Building education for herself and Alaska
She finally felt it was time to start her journey as a social work major at UAA, beginning her coursework in 1980, completing her bachelor's degree in 1984 and continuing her work with CITC.
Several years later, while serving as director of family services, Susan was elected to the National Association of Social Work Alaska Chapter board of directors. The Friends of M.S.W. Committee was formed and she was asked to join and help lobby for a master's of social work at UAA.
"We didn't have a master's program in the state and I did not want to leave my family, home and state to pursue a master's degree Outside. It was crucial we start recruiting students to stay in Alaska and help our struggling rural communities."
She, Pudge Kleinkauf and a team of others worked tirelessly, spending long hours in meetings, networking with legislators, chancellors and the UA Board of Regents to develop a social work program that would meet Alaska's need for social work professionals.
The program launched in the fall of 1996; Susan immediately enrolled in the first cohort of students that fall, in the very program she helped create. Advocating for the M.S.W. program was one thing, but actually taking the courses was another.
"The M.S.W. program regimen was very challenging," she says. "I wanted to do the best that I could. I looked upon my professors with respect and saw some as my mentors. It was fun and exciting to be in that first class. We created a bond among the group and have remained colleagues."
The M.S.W. program has over 300 graduates today who are making a difference in communities throughout Alaska.
Passing knowledge to our youth
It should be no surprise Susan and her family have a long-standing relationship with UAA. Her husband taught a number of courses at UAA in the Alaska Natives Studies Department for eight years before retiring in 2011.
"We enjoy sharing our expertise and our knowledge to encourage and inspire youth to do great things and become pillars in the community. UAA is a great place to do that," she says.

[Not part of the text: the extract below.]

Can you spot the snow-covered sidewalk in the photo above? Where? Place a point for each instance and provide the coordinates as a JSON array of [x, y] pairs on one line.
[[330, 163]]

Susan is currently working on developing a recruitment and mentoring program for Alaska Native students in social work, in addition to teaching a human diversity class this fall.
Since Susan is close to retirement, she wants to pass on her passion for service to a new generation and inspire youth to serve their communities.
"I spent time traveling last year, sharing my story and encouraging young people to consider careers in social work. It's important for them to know they too can make a difference."
Susan knows firsthand the importance of family, both personally and professionally.
"Everything I do is family-related," she says. "It's important for me to relax and spend time enjoying my family, grand kids and great-grandchildren."
"I just love watching them grow and my husband and I love every minute of it."
Susan and her husband celebrated their 44th wedding anniversary this past June.